To find both the minimum and maximum.

Algorithm-1: run Algorithm-0 twice.
Algorithm-2: processing numbers in pairs, each costs 3 comparisons — 3n/2 - 2 in total if n is even (the first pair cost 1), and 3(n-1)/2 if n is odd (the first number is set as min and max). In summary, it is ceiling(3n/2) - 2.

How about the 2nd minimum (or maximum)? How about to form groups of 3 elements or more?

If i is a constant, extend the algorithms to find

the ith, or bottom-i;
the median, or the bottom-i%.

What is the difference, in asymptotic notations, between the above two situations?

Selection by sorting: O(n lg n). Can it be faster if we don't need total order? How about stopping a sorting algorithm somewhere in the middle?

2. Selection by partition with random pivot

The idea: a partition finds the relative rank of the pivot without sorting all numbers. When the pivot is the kth smallest, it either ends the process (if k = i), or reduces the instance size to max(k-1, n-k).

The algorithm Randomized-Select (page 186) uses Randomized-Partition (page 154), and has a worst case Θ(n²).

The average running time of the algorithm is given by E[T(n)] = Σ[k=1..n](1/n)E[T(max(k-1,n-k))] + O(n), which can be proved to be O(n). Therefore the average running time is the same as partition.

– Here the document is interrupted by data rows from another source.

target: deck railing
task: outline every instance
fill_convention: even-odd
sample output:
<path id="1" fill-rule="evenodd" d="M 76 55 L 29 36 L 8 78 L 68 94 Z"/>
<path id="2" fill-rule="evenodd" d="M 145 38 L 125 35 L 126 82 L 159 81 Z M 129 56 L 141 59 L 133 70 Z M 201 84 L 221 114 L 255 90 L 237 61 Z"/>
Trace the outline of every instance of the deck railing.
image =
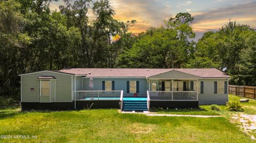
<path id="1" fill-rule="evenodd" d="M 75 92 L 76 100 L 119 100 L 123 90 L 77 90 Z"/>
<path id="2" fill-rule="evenodd" d="M 149 95 L 150 100 L 191 101 L 198 100 L 196 91 L 149 91 Z"/>
<path id="3" fill-rule="evenodd" d="M 120 103 L 121 105 L 120 105 L 120 107 L 121 107 L 121 111 L 123 110 L 123 94 L 124 94 L 124 90 L 121 90 L 121 96 L 120 96 L 120 101 L 121 102 L 121 103 Z"/>

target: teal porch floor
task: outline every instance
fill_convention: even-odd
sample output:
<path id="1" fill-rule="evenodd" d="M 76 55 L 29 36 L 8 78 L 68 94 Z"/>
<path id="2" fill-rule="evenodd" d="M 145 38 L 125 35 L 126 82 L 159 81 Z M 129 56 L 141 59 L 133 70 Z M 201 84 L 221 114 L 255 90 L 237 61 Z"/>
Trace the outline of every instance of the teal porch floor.
<path id="1" fill-rule="evenodd" d="M 124 101 L 125 100 L 137 100 L 137 101 L 146 101 L 147 98 L 141 97 L 124 97 L 123 98 Z"/>

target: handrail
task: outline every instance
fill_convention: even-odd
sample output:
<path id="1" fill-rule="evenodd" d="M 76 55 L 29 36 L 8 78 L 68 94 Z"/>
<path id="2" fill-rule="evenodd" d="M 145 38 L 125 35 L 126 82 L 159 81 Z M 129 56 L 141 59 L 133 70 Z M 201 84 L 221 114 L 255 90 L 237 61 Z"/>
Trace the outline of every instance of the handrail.
<path id="1" fill-rule="evenodd" d="M 121 90 L 121 96 L 120 96 L 120 100 L 123 100 L 123 94 L 124 93 L 124 90 Z"/>
<path id="2" fill-rule="evenodd" d="M 196 91 L 149 91 L 151 100 L 197 101 L 198 100 Z"/>
<path id="3" fill-rule="evenodd" d="M 122 90 L 77 90 L 74 99 L 76 100 L 119 100 L 123 98 L 122 92 Z"/>
<path id="4" fill-rule="evenodd" d="M 123 95 L 124 93 L 124 90 L 121 90 L 121 93 L 120 95 L 120 101 L 121 102 L 121 111 L 123 110 Z"/>
<path id="5" fill-rule="evenodd" d="M 150 104 L 150 97 L 149 96 L 149 91 L 147 90 L 147 105 L 148 107 L 148 111 L 149 111 Z"/>

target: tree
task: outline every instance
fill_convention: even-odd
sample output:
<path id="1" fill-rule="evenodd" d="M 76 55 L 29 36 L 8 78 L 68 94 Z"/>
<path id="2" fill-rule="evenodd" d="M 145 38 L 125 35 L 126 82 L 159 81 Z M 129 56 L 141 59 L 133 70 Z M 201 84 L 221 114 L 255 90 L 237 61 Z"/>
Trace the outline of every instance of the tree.
<path id="1" fill-rule="evenodd" d="M 248 26 L 229 21 L 218 31 L 204 33 L 187 67 L 227 67 L 230 84 L 255 85 L 255 35 Z"/>

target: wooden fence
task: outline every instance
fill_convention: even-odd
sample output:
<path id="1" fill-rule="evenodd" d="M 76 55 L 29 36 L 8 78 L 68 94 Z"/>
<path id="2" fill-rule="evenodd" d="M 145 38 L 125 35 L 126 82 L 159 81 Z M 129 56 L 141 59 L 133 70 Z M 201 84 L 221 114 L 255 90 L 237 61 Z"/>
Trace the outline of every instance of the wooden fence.
<path id="1" fill-rule="evenodd" d="M 256 98 L 256 87 L 229 85 L 228 92 L 230 94 L 255 99 Z"/>

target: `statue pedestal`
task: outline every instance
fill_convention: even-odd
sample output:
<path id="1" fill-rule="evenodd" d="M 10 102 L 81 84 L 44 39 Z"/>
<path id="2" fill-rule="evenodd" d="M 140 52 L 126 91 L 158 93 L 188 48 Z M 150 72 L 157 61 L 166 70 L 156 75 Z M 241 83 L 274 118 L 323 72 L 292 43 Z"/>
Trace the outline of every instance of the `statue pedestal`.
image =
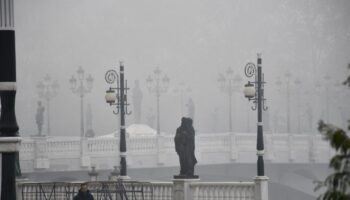
<path id="1" fill-rule="evenodd" d="M 197 182 L 200 179 L 198 176 L 193 176 L 197 178 L 175 178 L 175 177 L 184 177 L 184 176 L 174 176 L 173 179 L 173 194 L 172 200 L 192 200 L 192 193 L 190 191 L 190 184 L 192 182 Z"/>

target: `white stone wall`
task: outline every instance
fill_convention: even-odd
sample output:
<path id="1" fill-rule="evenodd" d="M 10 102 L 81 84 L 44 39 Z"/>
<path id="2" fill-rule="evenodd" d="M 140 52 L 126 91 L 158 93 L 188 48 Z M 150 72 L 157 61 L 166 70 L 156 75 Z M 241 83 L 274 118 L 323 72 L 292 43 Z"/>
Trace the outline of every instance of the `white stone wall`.
<path id="1" fill-rule="evenodd" d="M 318 134 L 265 134 L 264 159 L 272 163 L 327 163 L 333 154 L 328 143 Z M 81 166 L 81 146 L 85 166 Z M 172 135 L 127 139 L 129 168 L 178 166 Z M 256 134 L 197 134 L 198 164 L 256 162 Z M 36 169 L 79 170 L 96 166 L 111 169 L 119 165 L 118 138 L 77 137 L 23 138 L 20 161 L 23 172 Z M 80 163 L 80 164 L 79 164 Z"/>

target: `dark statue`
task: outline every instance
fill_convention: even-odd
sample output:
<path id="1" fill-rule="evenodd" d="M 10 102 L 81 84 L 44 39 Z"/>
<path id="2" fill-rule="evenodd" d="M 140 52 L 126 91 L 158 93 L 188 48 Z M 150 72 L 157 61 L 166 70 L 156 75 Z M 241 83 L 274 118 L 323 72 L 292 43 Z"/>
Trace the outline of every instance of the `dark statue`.
<path id="1" fill-rule="evenodd" d="M 180 175 L 174 178 L 198 178 L 194 175 L 194 166 L 197 163 L 194 154 L 195 149 L 195 131 L 192 126 L 191 118 L 183 117 L 181 119 L 181 126 L 176 129 L 175 150 L 179 155 L 180 160 Z"/>
<path id="2" fill-rule="evenodd" d="M 39 136 L 41 135 L 41 131 L 42 131 L 42 128 L 43 128 L 44 111 L 45 111 L 44 106 L 41 105 L 41 101 L 38 101 L 38 108 L 36 110 L 35 120 L 36 120 L 36 124 L 38 126 L 38 134 L 39 134 Z"/>
<path id="3" fill-rule="evenodd" d="M 194 120 L 195 105 L 192 98 L 188 99 L 188 103 L 186 104 L 186 106 L 187 106 L 187 116 L 192 120 Z"/>

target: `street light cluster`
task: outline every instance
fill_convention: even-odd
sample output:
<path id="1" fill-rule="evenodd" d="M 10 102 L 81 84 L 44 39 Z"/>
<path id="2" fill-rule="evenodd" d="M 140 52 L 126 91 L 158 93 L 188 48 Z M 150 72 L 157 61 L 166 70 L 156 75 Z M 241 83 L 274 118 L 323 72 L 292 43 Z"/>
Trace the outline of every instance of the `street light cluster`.
<path id="1" fill-rule="evenodd" d="M 253 101 L 254 106 L 253 110 L 257 109 L 258 114 L 258 123 L 257 123 L 257 174 L 259 177 L 265 175 L 264 172 L 264 139 L 263 139 L 263 122 L 262 122 L 262 111 L 267 110 L 265 107 L 265 98 L 264 98 L 264 74 L 262 73 L 262 59 L 261 54 L 258 54 L 257 67 L 254 63 L 248 63 L 245 66 L 245 75 L 248 78 L 255 76 L 255 81 L 250 82 L 245 85 L 244 96 L 248 98 L 249 101 Z"/>
<path id="2" fill-rule="evenodd" d="M 128 112 L 128 98 L 127 81 L 124 81 L 124 64 L 120 62 L 119 75 L 115 70 L 108 70 L 105 75 L 105 80 L 108 84 L 115 84 L 116 86 L 110 86 L 106 91 L 105 100 L 109 105 L 116 106 L 116 110 L 113 110 L 114 114 L 120 113 L 120 144 L 119 144 L 119 155 L 120 155 L 120 176 L 121 179 L 129 179 L 127 175 L 127 164 L 126 164 L 126 138 L 125 138 L 125 115 L 131 114 Z"/>
<path id="3" fill-rule="evenodd" d="M 47 105 L 47 136 L 50 135 L 50 100 L 53 99 L 57 95 L 57 90 L 59 89 L 59 84 L 57 80 L 52 80 L 51 77 L 47 74 L 44 77 L 44 80 L 39 81 L 38 85 L 36 86 L 38 89 L 39 97 L 44 98 L 46 100 Z M 41 131 L 39 131 L 39 134 L 41 134 Z"/>

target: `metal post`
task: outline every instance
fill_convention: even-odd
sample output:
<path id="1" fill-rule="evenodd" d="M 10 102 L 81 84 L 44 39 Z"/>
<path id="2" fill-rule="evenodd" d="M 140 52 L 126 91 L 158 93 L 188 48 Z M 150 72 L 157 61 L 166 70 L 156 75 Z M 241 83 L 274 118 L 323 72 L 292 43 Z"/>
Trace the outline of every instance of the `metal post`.
<path id="1" fill-rule="evenodd" d="M 16 45 L 13 0 L 0 0 L 0 136 L 18 136 L 15 114 Z M 2 153 L 1 200 L 16 200 L 16 152 Z"/>
<path id="2" fill-rule="evenodd" d="M 125 140 L 125 108 L 124 108 L 124 66 L 120 63 L 120 176 L 127 176 L 126 140 Z"/>
<path id="3" fill-rule="evenodd" d="M 47 136 L 50 136 L 50 97 L 46 98 L 47 104 Z"/>
<path id="4" fill-rule="evenodd" d="M 232 91 L 229 90 L 228 92 L 228 101 L 229 101 L 229 111 L 228 111 L 228 126 L 229 126 L 229 131 L 232 133 Z"/>
<path id="5" fill-rule="evenodd" d="M 290 85 L 289 76 L 287 76 L 287 133 L 290 133 Z"/>
<path id="6" fill-rule="evenodd" d="M 84 131 L 84 94 L 80 94 L 80 137 L 85 137 Z"/>
<path id="7" fill-rule="evenodd" d="M 263 123 L 262 123 L 262 66 L 261 57 L 258 55 L 258 133 L 257 133 L 257 155 L 258 155 L 258 176 L 264 176 L 264 138 L 263 138 Z"/>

Or, think in this way: there is 98% change a randomly selected pivot will reduce the problem size by 1%, then T(n) = T(0.99n) + O(n) = O(n) by Master Theorem.

3. Selection by partition with selected pivot

How to get a O(n) worst case time? To reduce the instance size by a constant proportion after each partition.

The SELECT algorithm (page 189): divide the n elements into groups of c (a constant), find the median of each group (using Insertion-Sort), then select the median of the group medians recursively, and finally use the median-of-medians as pivot to do partition. Intuitively, such a pivot can at least reduce instance size by 1/4 — it is larger and smaller than half elements in half groups, respectively.

The textbook gives the proof that the selection algorithm has a linear worst time using c = 5.